Toujours selon Plane (2012 : 34-35), Kurt Lewin distingue trois sortes de leadership. Il s’agit du leadership autoritaire, du leadership démocratique et du leadership laisser-faire. Ses résultats convergent vers celles de Mayo en ce sens que le leadership démocratique est le plus approprié au management.
Définition de l’audit social
Selon Allouche & al. (2003 : 103-106) l’audit social fait l’objet d’une évolution qu’il regroupe en quatre phases. La première marque l’origine avec l’audit financier qui devient par la suite une dimension de l’audit interne. Plus récemment l’audit social développe des certifications tel que la norme SA 8000 ou Investor in People (au Royaume-Uni). Enfin, il montre un nouveau développement en raison de l’apparition de fonds socialement responsables. De nouveaux clients sont apparus de ce fait. On retrouve parmi eux des hôpitaux, des ONG, des associations.
Le lien entre l’Audit social et la Gestion des ressources humaines
Audit social par excellence, l’audit des politiques sociales ou de la GRH correspond à l’audit traditionnel qui a pendant longtemps servi de modèle aux enseignements de l’audit social selon les dires de Igalens & al. (2008 : 31).
Bertin (2007 : 271) quant à elle fait une remarque sur les différences de périmètres et d’objectifs entre l’audit social et l’audit de la fonction ressources humaines. D’après ses observations, le périmètre de l’audit social s’étend à l’ensemble des relations de l’entreprise. Et son objectif est de s’assurer de la conformité des données sociales, de leur efficacité et de la pertinence de leurs liens avec la stratégie de l’entreprise. En revanche, l’audit de la fonction des ressources humaines a pour périmètre uniquement la fonction ressources humaines et ne s’intéresse essentiellement qu’au fonctionnement de ce service. Elle ajoute que l’objectif de cette fonction opérationnelle réside dans l’analyse et l’optimisation de ce service.
Ainsi, faire l’audit des ressources humaines, revient à faire un audit de fonction, au même titre que ceux des fonctions logistique, finance ou encore de la comptabilité .
Le lien entre l’audit social et la Responsabilité Sociale des Entreprises
Considérée comme la grande question du XXIème siècle la RSE n’a pas encore de définition universellement admise. Selon Dwight (2003 : 1-4) il ressort de ses différentes définitions certains éléments communs que sont sa nature volontaire, l’accent mis sur les initiatives prises par la direction et sur la gestion de l’impact social ainsi que l’idée selon laquelle les intérêts des entreprises ont des parties prenantes doivent être pris en compte.
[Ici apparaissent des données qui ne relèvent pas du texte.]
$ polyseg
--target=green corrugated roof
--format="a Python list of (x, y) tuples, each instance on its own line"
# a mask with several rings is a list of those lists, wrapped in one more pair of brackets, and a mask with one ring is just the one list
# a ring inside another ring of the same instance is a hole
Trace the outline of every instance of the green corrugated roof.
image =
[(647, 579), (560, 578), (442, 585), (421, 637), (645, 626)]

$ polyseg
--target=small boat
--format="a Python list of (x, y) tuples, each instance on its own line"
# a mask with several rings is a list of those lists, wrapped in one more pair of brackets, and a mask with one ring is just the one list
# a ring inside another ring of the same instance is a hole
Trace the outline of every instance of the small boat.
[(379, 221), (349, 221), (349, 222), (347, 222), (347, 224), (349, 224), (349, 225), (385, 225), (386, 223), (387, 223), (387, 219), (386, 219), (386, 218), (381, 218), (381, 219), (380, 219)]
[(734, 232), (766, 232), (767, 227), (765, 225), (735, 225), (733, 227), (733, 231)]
Toutefois, la RSE ne peut en aucun cas être un substitut au gouvernement parce que ce dernier à l’obligation de faire respecter aux entreprises les normes internationales de l’Organisation Internationale de travail (OIT). L’Union Européenne elle aussi, intéressée par ce concept a mis en place des unités pour promouvoir la RSE. Ainsi le concept de RSE a donné naissance à une prolifération de rapports de plus en plus élaborés sur sa responsabilité sociale ou sur sa performance en matière de développement durable de sorte que toute une série d’agences de notification et de certification sociales ont déjà commencé à occuper ce terrain et à vendre leurs services aux entreprises.
Parmi elles on peut citer Voynnet Fourboul (Audit des Ressources humaines : 21) qui dit que la RSE comprend des normes telle que la norme SA 8000 portant sur les responsabilités sociales. Elle défend les conditions de travail décentes et reprend les principes du BIT que sont le travail forcé, le travail des enfants, la certification, la norme ISO 9001 portant sur l’assurance qualité. Elle montre des exigences sur la responsabilité de la direction, le système de qualité, la gestion des processus et l’amélioration continue.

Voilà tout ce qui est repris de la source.